En el que te aclaro qué m... qué es una Sacerdotisa.

Abigail había pasado una que otra vez por la zona donde estaban las celdas. Siempre sintió el olor a sudor y orina concentrado como algo que le da arcadas, pero en ese momento, apenas era consciente de tal hedor. Shae de vez en cuando se ponía de pie y caminaba por la celda, contemplando el pasillo entre los barrotes que sólo dan la falsa sensación de barrera. No que ellas pudieran salir, pero uno pensaría que al menos las protegerían de los humanos.

Buen chiste.

Ella cerraba los ojos y rogaba que nunca llegara nadie a probar suerte al entretenerse con ellas. Abigail sabe que es capaz de soportarlo, lo hizo durante años, pero no así la mujer que sigue caminando de un lado a otro. Suspira y cierra los ojos, dejando que su cabeza recree la imagen del muchacho ideal, solo que se siente más real, más tangible. Ve sus ojos que se enfocan en ella, que arden como si tuviera al fuego más salvaje que jamás se hubiera creado.

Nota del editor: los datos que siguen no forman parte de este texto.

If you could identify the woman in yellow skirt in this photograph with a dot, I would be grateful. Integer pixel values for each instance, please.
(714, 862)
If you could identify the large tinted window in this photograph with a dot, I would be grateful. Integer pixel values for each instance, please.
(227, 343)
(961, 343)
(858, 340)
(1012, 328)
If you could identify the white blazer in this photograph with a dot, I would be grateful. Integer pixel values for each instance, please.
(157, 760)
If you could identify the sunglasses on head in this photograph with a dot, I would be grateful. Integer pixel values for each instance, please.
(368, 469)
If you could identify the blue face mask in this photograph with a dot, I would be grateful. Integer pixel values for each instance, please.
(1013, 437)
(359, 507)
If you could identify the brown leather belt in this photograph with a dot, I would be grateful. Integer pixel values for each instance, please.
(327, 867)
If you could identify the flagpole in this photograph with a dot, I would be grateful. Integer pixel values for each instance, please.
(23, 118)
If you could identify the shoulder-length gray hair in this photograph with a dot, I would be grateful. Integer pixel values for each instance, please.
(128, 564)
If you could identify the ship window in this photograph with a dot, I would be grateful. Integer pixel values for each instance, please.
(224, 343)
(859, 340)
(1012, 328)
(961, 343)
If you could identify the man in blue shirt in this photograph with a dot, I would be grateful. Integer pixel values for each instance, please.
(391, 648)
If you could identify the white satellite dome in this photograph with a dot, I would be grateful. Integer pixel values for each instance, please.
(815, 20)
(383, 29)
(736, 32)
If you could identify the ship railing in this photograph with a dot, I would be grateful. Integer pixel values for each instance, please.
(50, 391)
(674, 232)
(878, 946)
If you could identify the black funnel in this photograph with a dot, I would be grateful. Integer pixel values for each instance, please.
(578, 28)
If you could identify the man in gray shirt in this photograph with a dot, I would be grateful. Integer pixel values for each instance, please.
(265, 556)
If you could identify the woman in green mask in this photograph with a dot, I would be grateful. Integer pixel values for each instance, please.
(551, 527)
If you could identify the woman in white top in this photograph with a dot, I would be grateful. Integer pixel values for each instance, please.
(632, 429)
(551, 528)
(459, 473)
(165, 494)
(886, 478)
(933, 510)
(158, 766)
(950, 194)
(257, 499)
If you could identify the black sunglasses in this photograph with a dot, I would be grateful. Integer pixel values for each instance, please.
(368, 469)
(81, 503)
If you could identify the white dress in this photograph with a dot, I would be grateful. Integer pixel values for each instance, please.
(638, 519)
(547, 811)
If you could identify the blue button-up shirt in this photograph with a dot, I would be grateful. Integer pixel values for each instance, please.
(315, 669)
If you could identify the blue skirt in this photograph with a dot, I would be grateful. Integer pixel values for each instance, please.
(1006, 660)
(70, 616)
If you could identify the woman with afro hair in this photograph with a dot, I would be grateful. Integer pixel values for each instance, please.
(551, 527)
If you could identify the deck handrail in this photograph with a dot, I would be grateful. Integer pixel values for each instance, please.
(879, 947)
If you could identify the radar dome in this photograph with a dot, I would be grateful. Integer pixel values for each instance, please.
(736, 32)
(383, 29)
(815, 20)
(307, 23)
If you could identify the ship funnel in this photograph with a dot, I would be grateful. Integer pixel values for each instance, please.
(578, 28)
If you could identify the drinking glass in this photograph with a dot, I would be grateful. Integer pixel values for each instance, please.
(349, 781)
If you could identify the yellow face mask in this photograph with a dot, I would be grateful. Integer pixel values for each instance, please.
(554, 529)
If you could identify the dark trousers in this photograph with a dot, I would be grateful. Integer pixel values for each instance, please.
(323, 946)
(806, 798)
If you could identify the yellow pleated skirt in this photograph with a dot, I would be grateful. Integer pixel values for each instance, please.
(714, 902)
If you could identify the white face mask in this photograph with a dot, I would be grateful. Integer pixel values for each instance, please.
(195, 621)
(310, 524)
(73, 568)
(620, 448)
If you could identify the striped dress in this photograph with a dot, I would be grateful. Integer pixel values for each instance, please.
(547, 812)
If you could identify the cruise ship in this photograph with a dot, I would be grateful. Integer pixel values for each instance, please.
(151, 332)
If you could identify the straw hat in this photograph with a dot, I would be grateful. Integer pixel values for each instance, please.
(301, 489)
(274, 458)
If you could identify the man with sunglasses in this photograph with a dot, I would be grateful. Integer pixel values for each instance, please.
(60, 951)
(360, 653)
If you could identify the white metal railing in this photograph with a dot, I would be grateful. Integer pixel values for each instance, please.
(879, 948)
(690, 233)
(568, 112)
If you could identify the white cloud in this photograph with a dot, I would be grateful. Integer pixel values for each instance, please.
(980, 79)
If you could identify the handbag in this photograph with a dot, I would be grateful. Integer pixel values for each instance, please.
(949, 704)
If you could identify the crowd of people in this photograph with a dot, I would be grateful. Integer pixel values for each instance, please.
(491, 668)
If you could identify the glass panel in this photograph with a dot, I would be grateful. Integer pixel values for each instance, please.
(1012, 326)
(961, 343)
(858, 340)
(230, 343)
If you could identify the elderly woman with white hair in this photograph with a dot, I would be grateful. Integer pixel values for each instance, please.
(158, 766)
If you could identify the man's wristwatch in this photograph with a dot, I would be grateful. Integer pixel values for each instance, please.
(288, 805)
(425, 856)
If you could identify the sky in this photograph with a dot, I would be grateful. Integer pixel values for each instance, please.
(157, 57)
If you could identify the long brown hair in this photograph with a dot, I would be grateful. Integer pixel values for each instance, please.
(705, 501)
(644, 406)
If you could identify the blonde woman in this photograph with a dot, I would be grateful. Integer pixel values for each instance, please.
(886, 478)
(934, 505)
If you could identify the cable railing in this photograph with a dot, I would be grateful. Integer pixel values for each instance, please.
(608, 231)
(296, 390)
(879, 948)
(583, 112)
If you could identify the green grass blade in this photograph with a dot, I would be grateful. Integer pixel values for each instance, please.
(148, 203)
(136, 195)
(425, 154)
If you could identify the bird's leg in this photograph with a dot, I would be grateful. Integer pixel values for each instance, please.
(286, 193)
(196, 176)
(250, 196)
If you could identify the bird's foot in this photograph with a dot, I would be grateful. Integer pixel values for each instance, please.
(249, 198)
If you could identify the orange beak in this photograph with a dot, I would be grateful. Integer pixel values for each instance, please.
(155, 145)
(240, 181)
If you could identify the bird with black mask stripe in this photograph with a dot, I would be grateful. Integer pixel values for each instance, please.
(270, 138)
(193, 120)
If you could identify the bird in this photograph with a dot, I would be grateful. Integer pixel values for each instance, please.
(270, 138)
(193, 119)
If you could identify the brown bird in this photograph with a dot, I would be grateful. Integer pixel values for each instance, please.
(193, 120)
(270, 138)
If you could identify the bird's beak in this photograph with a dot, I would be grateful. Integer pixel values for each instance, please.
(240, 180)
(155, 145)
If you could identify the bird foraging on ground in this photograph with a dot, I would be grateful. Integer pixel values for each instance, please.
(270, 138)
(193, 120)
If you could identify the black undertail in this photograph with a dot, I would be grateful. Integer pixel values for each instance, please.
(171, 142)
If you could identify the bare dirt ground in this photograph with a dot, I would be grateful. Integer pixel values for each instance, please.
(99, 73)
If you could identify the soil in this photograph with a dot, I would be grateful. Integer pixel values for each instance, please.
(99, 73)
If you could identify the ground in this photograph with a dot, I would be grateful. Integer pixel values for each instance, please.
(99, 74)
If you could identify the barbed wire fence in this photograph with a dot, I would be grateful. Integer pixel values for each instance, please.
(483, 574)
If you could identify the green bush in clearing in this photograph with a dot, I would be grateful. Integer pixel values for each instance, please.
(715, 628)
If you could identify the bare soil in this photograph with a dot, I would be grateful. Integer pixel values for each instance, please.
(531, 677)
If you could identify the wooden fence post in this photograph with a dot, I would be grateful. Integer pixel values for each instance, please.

—¿Qué hacen? —pregunta Shae, sacándola de su cabeza. Sin levantarse de su esquina, intenta ver lo que pasa por el pasillo, pero está tan vacío como hace un rato.

—¿Quiénes?

—A las niñas —la morena se aparta de las barras y se vuelve hacia ella, los ojos azules demasiado familiares, aunque más claros, menos intensos—. ¿Qué les hacen?

Un nuevo suspiro abandona a la rubia, echando la cabeza hacia atrás, contemplando el techo. Así se siente más fácil decirlo todo.

—Una Sacerdotisa —suelta y la palabra se siente amarga en la boca—. Una mujer que ha sido separada del mundo, que lo odie tanto como lo odia Satanás. —Por el pasillo resuena un grito de dolor que retuerce las entrañas de Abigail—. Quieren una mujer que sea incapaz de amar.

Shae se queda congelada en el lugar, se abraza a sí misma y se sienta contra la pared opuesta. Jamás deja de mirar a Abigail.

—¿Y cómo lo logran? —pregunta por lo bajo, con un hilo de voz que casi pasa desapercibido.

—De la forma en que consigues que alguien odie a Dios: quitándole absolutamente todo. Incluso la libertad. Aquel que no es libre no puede amar.

Y piensa una vez más en mi primo. Sinceramente, de no ser porque se cruzaron en el Central Park, me divertiría diciendo que Abigail tiene una vena zoofílica, pero no es el caso y si se llega a enterar que he dicho eso, créeme que voy a saber que has sido tú. Y seguramente me voy a ganar un buen golpe en la cabeza (o unas cuantas miradas feas, quizás unas burlas sobre mis habilidades románticas) cuando alguno de mis parientes se entere de la cantidad ingente de amenazas que he soltado en este libro.

Pensándolo un poco... Si no sabes nada de mí después de esto, es porque me han mandando a un año entero trabajando con la Tía Amelia y estoy ocupado manteniendo la caja de arena de Whiskas en condiciones.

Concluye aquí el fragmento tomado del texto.